Data clean rooms are a lot like attending a review session study group. Everyone brings their own notes to the session, but they also leave with insights that help them better understand those notes.
With third-party cookies being phased out and strict new privacy laws being passed every year, data clean rooms are a great way to maximize your marketing data while staying on top of privacy compliance and best practices.
What is a data clean room?
A clean room is an aggregated data set with strict privacy and usage controls. Companies can put their first-party data in a clean room and analyze the effectiveness of their outreach against data from other platforms or businesses.
The benefit of using a clean room is that it’s basically the Las Vegas of data brokering—what happens inside the clean room stays inside the clean room. The clean room company can’t see your customer-level data, and you can’t see any sensitive information about the comparison data.
How can using a clean room help my company?

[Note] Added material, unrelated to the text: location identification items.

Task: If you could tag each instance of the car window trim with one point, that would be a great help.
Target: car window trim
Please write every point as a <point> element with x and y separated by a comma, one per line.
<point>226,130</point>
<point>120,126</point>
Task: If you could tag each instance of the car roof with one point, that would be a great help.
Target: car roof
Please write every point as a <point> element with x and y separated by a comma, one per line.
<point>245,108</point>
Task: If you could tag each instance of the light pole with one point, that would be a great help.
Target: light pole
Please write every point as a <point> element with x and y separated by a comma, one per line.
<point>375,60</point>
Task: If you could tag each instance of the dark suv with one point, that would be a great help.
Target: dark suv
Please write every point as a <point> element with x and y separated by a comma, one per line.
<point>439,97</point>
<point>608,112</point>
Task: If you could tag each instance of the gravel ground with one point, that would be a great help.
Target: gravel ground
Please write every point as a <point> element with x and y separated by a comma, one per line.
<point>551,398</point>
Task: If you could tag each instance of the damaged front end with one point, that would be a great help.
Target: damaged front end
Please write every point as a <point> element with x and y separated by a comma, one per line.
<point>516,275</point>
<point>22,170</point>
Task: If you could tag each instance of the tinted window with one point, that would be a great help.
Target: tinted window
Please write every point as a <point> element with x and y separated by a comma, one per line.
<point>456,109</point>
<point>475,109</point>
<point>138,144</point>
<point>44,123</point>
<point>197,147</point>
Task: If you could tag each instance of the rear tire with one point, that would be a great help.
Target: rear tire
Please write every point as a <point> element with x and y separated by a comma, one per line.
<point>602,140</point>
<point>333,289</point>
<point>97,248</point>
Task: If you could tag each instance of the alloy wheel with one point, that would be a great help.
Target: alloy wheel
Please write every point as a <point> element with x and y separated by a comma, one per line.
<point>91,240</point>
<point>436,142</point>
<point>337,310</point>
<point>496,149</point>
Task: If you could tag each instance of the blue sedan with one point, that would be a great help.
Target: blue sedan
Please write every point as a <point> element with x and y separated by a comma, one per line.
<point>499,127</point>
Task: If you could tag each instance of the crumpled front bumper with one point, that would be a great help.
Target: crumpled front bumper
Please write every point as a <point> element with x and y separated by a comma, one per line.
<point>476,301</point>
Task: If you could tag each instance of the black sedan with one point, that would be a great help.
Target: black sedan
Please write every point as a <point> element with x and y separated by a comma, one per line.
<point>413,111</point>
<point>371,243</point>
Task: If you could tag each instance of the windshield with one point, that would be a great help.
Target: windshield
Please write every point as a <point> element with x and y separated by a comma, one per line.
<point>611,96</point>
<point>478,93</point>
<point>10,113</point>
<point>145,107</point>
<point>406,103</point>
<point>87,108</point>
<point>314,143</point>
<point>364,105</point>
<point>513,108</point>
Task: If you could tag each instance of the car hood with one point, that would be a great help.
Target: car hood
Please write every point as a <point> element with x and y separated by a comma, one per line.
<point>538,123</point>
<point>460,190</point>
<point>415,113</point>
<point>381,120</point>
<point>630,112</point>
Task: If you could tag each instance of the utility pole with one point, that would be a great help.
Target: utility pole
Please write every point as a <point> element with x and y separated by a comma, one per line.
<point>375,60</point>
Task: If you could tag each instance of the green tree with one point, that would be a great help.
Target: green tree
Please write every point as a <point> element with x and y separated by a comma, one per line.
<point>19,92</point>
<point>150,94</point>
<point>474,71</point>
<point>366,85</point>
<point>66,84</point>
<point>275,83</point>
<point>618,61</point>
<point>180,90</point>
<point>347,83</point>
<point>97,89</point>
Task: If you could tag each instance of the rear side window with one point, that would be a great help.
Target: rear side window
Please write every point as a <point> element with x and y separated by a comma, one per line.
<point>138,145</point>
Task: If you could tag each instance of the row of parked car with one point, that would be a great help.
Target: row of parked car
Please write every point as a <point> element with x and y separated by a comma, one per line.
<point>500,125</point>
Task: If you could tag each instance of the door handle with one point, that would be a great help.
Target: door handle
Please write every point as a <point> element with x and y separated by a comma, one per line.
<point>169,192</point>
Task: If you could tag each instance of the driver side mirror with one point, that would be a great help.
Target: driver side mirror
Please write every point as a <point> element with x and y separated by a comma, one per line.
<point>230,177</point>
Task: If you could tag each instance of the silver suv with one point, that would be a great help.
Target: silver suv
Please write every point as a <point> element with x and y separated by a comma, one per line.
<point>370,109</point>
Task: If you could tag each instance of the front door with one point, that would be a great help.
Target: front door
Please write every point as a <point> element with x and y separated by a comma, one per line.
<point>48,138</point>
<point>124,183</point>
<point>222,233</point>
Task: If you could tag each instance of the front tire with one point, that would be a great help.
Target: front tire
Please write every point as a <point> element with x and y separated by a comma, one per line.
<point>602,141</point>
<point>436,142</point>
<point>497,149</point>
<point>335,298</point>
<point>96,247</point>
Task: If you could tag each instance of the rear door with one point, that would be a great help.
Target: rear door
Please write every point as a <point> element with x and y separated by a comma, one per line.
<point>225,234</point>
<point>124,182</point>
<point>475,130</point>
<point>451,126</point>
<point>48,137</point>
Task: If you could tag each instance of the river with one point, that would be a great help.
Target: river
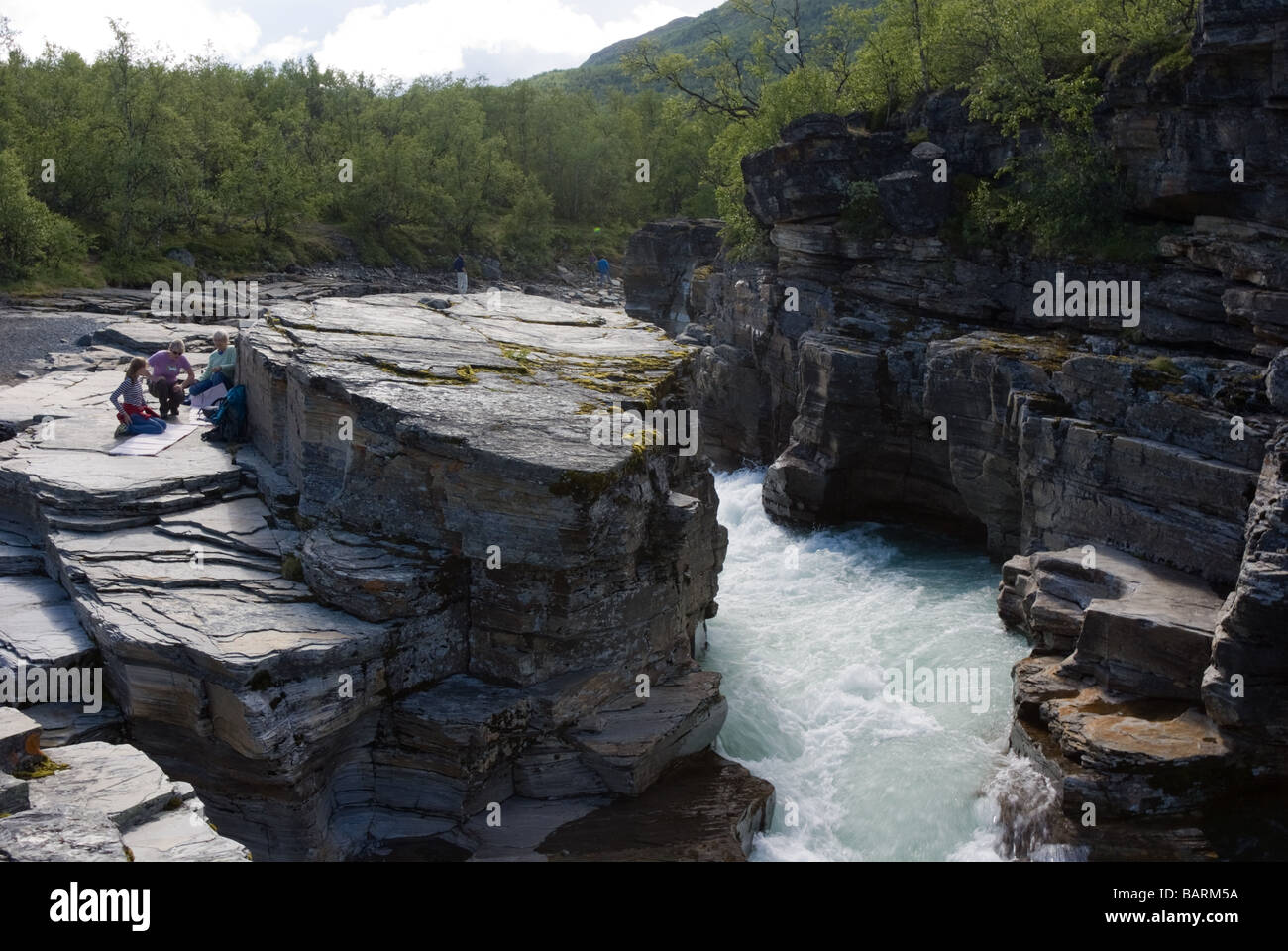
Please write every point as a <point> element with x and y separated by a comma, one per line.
<point>809,625</point>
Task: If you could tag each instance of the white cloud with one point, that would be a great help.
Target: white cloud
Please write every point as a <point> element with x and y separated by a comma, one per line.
<point>432,37</point>
<point>408,40</point>
<point>81,25</point>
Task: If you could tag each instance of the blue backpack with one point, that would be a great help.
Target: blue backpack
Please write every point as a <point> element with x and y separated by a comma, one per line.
<point>230,419</point>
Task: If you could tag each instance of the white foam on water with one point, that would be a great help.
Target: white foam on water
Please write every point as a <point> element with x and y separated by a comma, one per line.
<point>803,651</point>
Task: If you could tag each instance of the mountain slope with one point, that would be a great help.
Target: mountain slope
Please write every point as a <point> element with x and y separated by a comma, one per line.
<point>687,35</point>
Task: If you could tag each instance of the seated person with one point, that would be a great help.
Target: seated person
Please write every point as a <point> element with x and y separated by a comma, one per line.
<point>222,367</point>
<point>132,409</point>
<point>165,367</point>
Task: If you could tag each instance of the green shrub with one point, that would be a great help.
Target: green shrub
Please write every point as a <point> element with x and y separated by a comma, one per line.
<point>31,236</point>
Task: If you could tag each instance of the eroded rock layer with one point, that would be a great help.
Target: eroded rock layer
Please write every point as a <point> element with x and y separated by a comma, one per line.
<point>887,369</point>
<point>424,613</point>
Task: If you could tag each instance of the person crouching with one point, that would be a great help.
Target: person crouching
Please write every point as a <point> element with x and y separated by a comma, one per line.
<point>132,409</point>
<point>163,369</point>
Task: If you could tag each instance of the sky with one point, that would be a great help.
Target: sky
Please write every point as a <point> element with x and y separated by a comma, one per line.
<point>500,39</point>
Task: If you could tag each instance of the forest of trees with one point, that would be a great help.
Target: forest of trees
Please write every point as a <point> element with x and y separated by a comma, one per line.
<point>246,166</point>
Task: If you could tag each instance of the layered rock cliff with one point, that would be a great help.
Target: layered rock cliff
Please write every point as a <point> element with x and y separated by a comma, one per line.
<point>425,613</point>
<point>1129,470</point>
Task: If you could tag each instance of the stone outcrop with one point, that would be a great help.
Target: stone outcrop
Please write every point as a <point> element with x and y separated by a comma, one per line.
<point>884,369</point>
<point>664,261</point>
<point>423,596</point>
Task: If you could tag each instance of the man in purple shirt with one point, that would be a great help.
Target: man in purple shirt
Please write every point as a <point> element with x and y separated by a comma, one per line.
<point>165,367</point>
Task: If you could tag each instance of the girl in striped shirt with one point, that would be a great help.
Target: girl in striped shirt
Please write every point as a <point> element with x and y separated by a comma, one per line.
<point>130,406</point>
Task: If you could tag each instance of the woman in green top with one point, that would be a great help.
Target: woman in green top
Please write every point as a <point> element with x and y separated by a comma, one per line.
<point>222,367</point>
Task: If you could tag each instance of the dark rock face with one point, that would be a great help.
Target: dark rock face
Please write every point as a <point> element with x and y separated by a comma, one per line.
<point>1177,133</point>
<point>425,598</point>
<point>662,262</point>
<point>885,372</point>
<point>1245,688</point>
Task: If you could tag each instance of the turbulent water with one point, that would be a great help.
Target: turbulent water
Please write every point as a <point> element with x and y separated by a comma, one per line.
<point>809,624</point>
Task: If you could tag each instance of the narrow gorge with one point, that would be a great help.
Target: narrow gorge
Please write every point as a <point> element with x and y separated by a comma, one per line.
<point>1129,471</point>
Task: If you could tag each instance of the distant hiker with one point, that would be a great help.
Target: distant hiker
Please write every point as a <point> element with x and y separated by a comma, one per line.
<point>165,367</point>
<point>220,369</point>
<point>132,409</point>
<point>462,279</point>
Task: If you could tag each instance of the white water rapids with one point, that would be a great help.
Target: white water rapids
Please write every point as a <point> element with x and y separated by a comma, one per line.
<point>804,642</point>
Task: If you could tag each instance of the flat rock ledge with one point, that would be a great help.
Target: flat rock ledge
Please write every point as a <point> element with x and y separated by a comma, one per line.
<point>421,613</point>
<point>98,801</point>
<point>1115,707</point>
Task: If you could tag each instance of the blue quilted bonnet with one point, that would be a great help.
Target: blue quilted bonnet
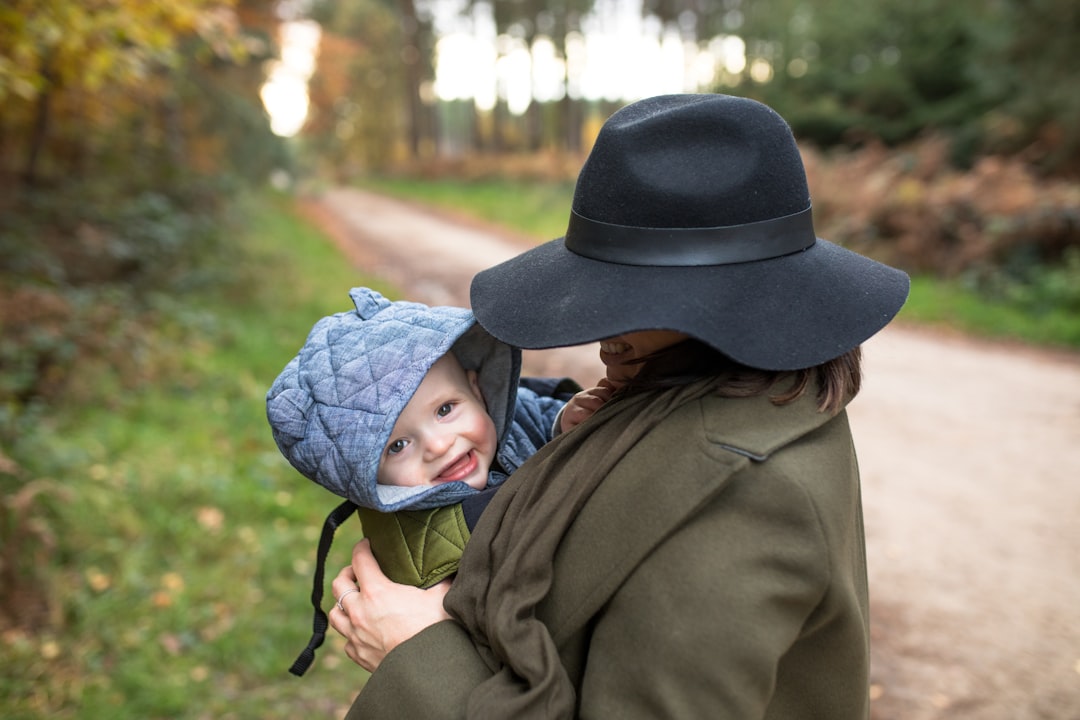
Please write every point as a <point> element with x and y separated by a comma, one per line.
<point>334,406</point>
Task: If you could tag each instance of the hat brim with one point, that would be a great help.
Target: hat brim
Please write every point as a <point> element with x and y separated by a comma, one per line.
<point>784,313</point>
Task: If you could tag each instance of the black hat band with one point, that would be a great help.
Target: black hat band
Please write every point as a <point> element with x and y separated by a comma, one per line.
<point>690,246</point>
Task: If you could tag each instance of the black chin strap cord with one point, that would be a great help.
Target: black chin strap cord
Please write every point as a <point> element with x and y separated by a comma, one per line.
<point>337,516</point>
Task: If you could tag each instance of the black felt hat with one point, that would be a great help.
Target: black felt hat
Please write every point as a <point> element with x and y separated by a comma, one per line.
<point>692,214</point>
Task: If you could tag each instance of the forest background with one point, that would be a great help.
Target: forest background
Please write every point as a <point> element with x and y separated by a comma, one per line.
<point>151,285</point>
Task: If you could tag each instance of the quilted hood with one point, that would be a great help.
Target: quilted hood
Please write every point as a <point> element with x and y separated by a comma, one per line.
<point>334,406</point>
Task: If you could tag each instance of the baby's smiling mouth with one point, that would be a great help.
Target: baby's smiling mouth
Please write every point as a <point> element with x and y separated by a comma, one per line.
<point>460,469</point>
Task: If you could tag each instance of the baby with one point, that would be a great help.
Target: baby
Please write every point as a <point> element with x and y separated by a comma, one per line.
<point>414,415</point>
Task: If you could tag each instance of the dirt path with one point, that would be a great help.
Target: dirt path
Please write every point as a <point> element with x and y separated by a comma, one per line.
<point>970,453</point>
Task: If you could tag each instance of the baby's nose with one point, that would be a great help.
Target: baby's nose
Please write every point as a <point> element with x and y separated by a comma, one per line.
<point>436,444</point>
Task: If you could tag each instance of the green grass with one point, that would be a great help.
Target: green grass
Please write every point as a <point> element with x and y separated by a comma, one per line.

Our economy’s reliance on all types of digital advertising means businesses need a privacy-friendly way to replace the data they previously obtained from cookies or tracking programs.
This is especially true now that privacy laws are increasingly holding companies liable for data breaches, even if it’s a vendor and not the actual data collector that’s hacked.
With their strict controls for preventing data leaks, clean rooms have created a new type of second-party data marketplace—one built on explicit permissions, unlike third-party companies that historically took significant liberties with consumer data. Because sensitive personal information is never transferred between clean rooms and end-users, this technology is a safer way for companies to share and analyze data in a controlled environment
Just like a study group partner who took notes the day you missed class, pooling data with multiple organizations will help you spot the gaps in your understanding of your audience. It will also help maximize the ROI of your first-party data collection program.
Supporting your privacy program
Keep in mind that if your company doesn’t already have a strong privacy program in place, a clean room won’t solve your problems.
Ask yourself the following questions:
- Do we understand the privacy laws and obligations we’re subject to? (There might be more than one.)
- Have we mapped our data so we thoroughly understand it?
- Do we have an accurate privacy policy that clearly describes our data collection practices?
- Do we have appropriate internal controls and cybersecurity measures to protect network and data access?
- What do our customers expect from how we handle and use their data?
- What’s the end goal for how the data is being used in the clean room?
If you can’t answer yes to all of those questions, you have some work to do before investing a lot in a clean room platform. Steps you can take include:
- Conducting a data inventory
- Reviewing your privacy policies and notices
- Performing a privacy risk assessment
- Implementing a preference center for customers
If you’ve taken the right privacy steps, a data clean room can help you maximize your data and improve your marketing without exposing your users to privacy risks.
Remember, though, privacy work is never truly done—each new law, each new data point, each new partnership should be evaluated against your current privacy program and incorporated with intention and strategy.